Leisure Activities Long Ago
One thing that hasn’t changed over the years is the love of riding “bikes” by both boys and girls. I inherited one from my father, an American adult bicycle, one with balloon tyres. This set me apart from some of the other boys but I didn’t mind being different. These days it seems that you all have to have the same heavily marketed brand, be it shoes or bikes.
My childhood days in Raetihi during the late forties and early fifties were spent with other boys on their bikes around the town, that is when we weren’t roaming around the hills. or when we weren’t playing at Tarzan or Robin Hod down in the bush reserve next to the Motor camp. The only adult rules that seemed to apply was, to keep out of trouble and to be home by six. None of us had watches so we got good at watching the sun. If it was raining, we were usually home reading comics.
Occasionally, when we got together, we would open all the gates in the stock saleyards in Seddon Street, throw in buckets of water and create a race track. A bit messy but it was usually the guy who could do the best drifting moves around the corners that was the one who won the races.

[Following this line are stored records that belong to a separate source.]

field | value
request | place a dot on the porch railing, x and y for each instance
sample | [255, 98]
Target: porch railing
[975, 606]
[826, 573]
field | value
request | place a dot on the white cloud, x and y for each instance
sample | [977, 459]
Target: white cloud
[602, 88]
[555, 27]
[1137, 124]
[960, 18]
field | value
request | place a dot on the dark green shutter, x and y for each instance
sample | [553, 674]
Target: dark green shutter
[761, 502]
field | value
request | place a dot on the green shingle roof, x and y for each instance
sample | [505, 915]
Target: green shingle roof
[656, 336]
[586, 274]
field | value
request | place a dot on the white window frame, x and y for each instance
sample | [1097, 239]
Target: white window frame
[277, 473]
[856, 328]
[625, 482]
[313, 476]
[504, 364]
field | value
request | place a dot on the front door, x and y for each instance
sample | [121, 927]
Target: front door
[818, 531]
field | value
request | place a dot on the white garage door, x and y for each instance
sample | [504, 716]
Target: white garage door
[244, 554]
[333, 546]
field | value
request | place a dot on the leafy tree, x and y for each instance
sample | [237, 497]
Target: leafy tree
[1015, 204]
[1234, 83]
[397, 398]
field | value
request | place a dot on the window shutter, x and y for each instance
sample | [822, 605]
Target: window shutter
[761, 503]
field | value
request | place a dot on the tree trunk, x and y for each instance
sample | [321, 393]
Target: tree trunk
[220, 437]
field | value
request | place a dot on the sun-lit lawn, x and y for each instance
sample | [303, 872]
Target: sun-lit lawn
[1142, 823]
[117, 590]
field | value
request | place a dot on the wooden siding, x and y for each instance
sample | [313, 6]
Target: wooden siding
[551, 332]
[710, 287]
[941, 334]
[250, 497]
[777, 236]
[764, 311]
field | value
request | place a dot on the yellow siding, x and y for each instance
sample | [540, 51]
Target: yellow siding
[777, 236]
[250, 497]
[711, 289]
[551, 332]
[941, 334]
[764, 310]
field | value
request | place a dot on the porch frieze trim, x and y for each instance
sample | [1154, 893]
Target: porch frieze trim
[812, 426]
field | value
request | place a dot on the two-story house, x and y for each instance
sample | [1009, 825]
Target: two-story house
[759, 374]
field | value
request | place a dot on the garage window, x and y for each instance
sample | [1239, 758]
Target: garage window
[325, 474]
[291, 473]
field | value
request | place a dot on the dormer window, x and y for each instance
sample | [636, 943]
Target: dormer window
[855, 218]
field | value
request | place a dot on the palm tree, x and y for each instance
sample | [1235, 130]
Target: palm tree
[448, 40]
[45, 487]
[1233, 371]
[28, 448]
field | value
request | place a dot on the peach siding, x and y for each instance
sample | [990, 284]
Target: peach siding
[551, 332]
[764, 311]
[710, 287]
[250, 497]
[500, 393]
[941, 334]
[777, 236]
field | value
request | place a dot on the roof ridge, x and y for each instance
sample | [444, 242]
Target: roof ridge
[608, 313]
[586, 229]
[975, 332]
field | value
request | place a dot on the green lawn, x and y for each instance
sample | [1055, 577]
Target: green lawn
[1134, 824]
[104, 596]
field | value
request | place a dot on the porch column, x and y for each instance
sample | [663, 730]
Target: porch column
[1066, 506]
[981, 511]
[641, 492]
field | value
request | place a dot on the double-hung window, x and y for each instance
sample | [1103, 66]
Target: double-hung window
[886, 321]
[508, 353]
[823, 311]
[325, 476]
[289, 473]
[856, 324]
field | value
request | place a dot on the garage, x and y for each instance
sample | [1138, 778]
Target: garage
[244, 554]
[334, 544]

Buckets of water were also used when sledging down the hills around Hukaroa Road. These were poured down a track and everyone rode their simply constructed sledges until the track provided a muddy and fast ride. Great fun but not appreciated by the mothers who in my early days still had to boil up a copper for washing on a Monday morning.

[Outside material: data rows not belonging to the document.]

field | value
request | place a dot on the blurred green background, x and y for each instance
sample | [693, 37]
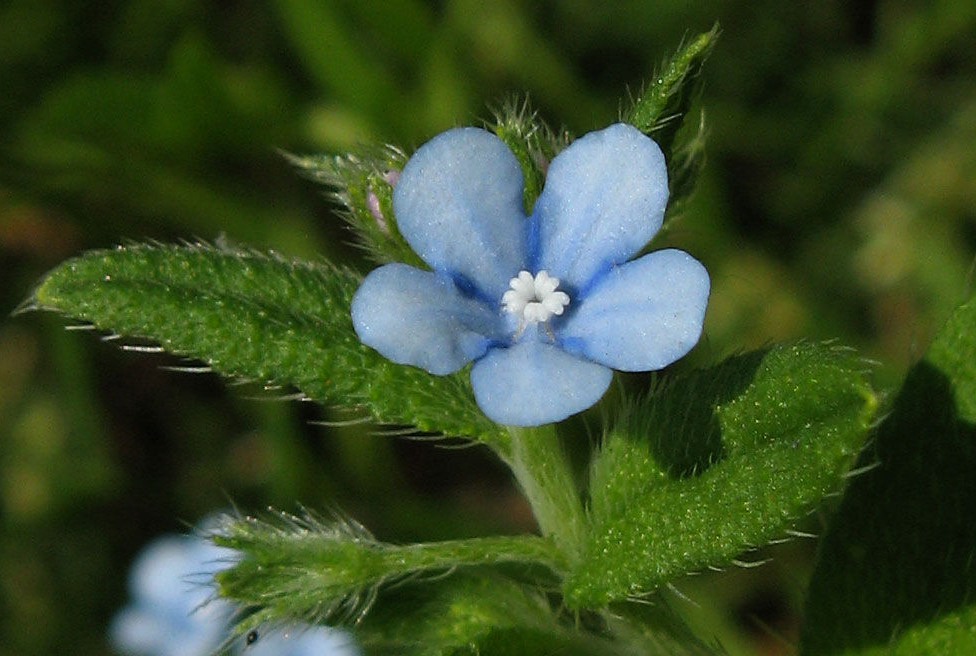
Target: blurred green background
[839, 201]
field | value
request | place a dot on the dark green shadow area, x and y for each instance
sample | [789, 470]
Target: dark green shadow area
[897, 570]
[683, 431]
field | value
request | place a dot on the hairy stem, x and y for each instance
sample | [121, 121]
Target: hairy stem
[541, 468]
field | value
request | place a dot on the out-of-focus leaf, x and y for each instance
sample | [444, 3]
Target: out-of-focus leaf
[896, 573]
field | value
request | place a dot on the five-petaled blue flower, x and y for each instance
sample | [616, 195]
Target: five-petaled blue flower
[544, 305]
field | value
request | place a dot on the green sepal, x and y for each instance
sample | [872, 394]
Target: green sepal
[661, 107]
[472, 613]
[305, 569]
[260, 317]
[717, 462]
[361, 185]
[531, 141]
[896, 572]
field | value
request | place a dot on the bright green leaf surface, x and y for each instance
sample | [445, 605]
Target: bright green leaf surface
[717, 462]
[897, 570]
[259, 317]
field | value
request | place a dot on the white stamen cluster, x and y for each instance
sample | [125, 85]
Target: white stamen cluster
[534, 299]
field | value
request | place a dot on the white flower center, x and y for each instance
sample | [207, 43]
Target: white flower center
[534, 300]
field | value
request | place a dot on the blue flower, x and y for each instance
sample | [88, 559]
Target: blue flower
[173, 610]
[546, 305]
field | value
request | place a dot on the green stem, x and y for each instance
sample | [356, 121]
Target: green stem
[541, 468]
[476, 551]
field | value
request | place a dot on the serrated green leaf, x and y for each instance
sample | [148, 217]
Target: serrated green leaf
[259, 317]
[896, 573]
[717, 462]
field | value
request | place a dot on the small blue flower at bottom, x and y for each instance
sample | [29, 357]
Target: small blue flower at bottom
[545, 305]
[175, 612]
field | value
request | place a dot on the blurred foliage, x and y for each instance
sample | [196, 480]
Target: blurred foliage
[838, 201]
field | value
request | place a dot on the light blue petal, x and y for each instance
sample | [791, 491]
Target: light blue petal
[458, 203]
[603, 200]
[642, 315]
[420, 318]
[535, 382]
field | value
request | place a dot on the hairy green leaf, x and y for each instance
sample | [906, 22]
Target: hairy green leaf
[531, 141]
[714, 463]
[259, 317]
[306, 569]
[896, 573]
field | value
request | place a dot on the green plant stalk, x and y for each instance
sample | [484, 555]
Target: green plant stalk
[542, 470]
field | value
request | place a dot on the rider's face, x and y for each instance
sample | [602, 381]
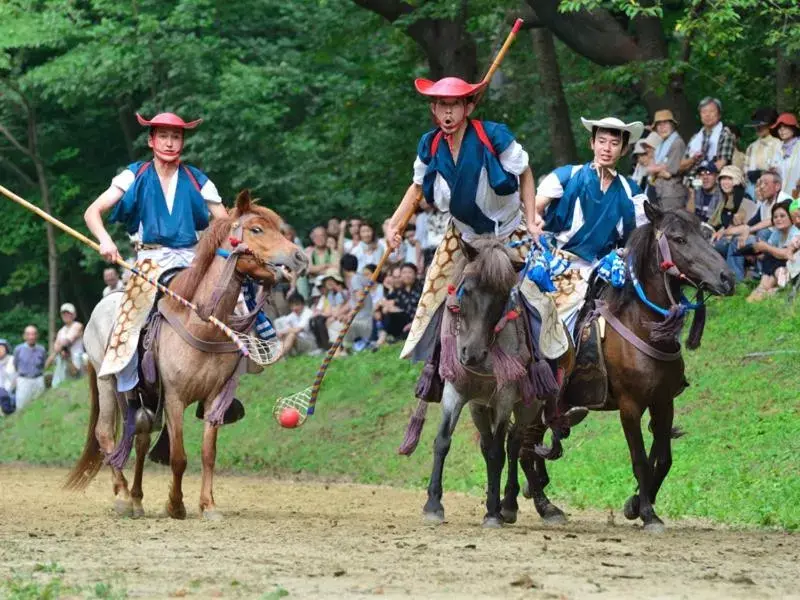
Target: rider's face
[450, 113]
[166, 142]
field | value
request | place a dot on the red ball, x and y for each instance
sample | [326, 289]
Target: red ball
[290, 417]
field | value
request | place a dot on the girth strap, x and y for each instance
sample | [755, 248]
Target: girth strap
[202, 345]
[629, 336]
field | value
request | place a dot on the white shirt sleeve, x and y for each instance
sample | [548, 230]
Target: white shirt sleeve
[209, 193]
[514, 159]
[419, 170]
[124, 180]
[550, 187]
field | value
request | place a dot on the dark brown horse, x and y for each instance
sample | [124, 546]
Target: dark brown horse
[641, 351]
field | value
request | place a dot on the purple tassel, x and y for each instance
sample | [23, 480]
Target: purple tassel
[506, 368]
[119, 456]
[668, 329]
[544, 382]
[149, 367]
[414, 430]
[222, 402]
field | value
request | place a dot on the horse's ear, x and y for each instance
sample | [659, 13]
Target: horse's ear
[653, 213]
[470, 252]
[243, 201]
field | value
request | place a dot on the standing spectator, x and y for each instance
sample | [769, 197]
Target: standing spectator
[320, 257]
[761, 153]
[787, 159]
[29, 359]
[346, 245]
[670, 190]
[68, 349]
[112, 281]
[713, 143]
[401, 303]
[369, 249]
[703, 200]
[7, 376]
[778, 252]
[294, 329]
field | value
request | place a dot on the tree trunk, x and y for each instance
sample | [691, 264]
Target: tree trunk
[562, 142]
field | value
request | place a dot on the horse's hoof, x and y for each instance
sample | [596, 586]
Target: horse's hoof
[655, 526]
[212, 515]
[435, 516]
[124, 508]
[492, 522]
[176, 512]
[553, 515]
[631, 509]
[509, 515]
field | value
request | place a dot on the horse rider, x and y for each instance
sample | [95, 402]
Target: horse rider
[163, 204]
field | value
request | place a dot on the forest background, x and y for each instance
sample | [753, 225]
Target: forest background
[310, 103]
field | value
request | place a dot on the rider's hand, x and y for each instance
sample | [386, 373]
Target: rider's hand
[393, 237]
[109, 251]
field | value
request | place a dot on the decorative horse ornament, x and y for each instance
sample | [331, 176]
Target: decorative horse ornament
[194, 360]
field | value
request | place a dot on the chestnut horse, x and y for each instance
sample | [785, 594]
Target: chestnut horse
[664, 254]
[187, 373]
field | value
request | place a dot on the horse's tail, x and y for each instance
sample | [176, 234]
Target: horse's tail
[91, 460]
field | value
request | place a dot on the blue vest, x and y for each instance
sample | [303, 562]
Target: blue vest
[600, 213]
[463, 177]
[144, 204]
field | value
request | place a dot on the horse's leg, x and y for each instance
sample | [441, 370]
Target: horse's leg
[173, 407]
[661, 450]
[638, 505]
[535, 469]
[142, 446]
[207, 507]
[509, 506]
[452, 404]
[493, 450]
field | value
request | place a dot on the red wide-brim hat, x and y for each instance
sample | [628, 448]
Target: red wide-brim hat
[449, 87]
[167, 120]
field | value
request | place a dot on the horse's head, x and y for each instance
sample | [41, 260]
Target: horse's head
[269, 255]
[484, 280]
[690, 251]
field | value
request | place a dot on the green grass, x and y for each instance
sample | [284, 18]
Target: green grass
[738, 464]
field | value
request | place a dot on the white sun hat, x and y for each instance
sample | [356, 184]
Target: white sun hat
[635, 129]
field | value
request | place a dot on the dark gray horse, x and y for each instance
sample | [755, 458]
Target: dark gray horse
[484, 363]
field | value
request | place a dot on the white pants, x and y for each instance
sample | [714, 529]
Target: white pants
[28, 389]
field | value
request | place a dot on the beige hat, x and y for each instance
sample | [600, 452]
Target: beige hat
[634, 129]
[664, 115]
[734, 173]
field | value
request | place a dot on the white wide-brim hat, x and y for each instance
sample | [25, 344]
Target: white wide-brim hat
[635, 129]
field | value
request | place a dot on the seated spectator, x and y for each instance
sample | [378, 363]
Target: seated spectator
[7, 377]
[294, 329]
[703, 200]
[112, 281]
[68, 349]
[369, 249]
[779, 260]
[29, 359]
[401, 303]
[670, 191]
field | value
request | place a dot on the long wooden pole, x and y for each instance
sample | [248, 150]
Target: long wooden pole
[323, 368]
[95, 246]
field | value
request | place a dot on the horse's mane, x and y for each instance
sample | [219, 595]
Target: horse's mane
[492, 267]
[187, 282]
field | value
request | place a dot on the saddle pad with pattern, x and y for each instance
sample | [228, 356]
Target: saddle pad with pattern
[134, 308]
[552, 342]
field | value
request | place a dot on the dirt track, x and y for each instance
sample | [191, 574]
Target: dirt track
[340, 541]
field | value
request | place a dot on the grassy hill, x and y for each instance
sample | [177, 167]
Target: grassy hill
[738, 464]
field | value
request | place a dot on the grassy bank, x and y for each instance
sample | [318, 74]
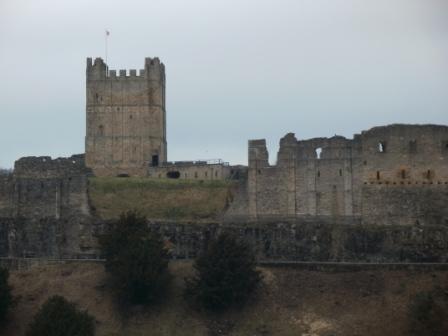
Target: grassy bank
[290, 302]
[160, 198]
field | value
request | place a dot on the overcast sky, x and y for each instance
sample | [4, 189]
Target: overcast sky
[236, 69]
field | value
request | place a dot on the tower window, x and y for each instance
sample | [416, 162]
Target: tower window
[381, 147]
[413, 146]
[173, 174]
[155, 160]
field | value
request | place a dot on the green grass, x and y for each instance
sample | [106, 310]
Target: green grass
[160, 198]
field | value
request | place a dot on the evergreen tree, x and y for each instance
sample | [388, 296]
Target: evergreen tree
[225, 276]
[58, 317]
[136, 260]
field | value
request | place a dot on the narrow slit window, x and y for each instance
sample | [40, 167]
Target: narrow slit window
[381, 147]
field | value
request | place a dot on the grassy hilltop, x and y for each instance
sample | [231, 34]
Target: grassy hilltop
[160, 198]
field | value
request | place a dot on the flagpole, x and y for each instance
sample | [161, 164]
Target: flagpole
[105, 37]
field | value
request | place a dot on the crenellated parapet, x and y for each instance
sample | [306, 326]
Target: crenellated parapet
[98, 70]
[46, 167]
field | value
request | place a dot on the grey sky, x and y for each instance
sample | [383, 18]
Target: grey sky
[236, 69]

The popular summer activity for some of us as to “acquire” a sheet of corrugated iron, flatten it out and the bend it into the shape of a canoe. The fore and aft ends were made waterproof with wooden pieces and tar removed from the highway. Paddles were two pieces of wood, one for each hand. We floated these in the Makotuku Stream at the back of the motor camp, which seemed to have more water in it than it does today. No races but plenty of collisions and tip-outs.
Even though we didn’t have television or “devices” we never seemed to get “bored’ as I hear young people say today. All we had was the Saturday afternoon matinee at the Royal theatre and a lot of imagination. On reflection I think we were very lucky to grow up in ‘good old’ Raetihi in a time of relatively prosperity and in a town that had all we needed.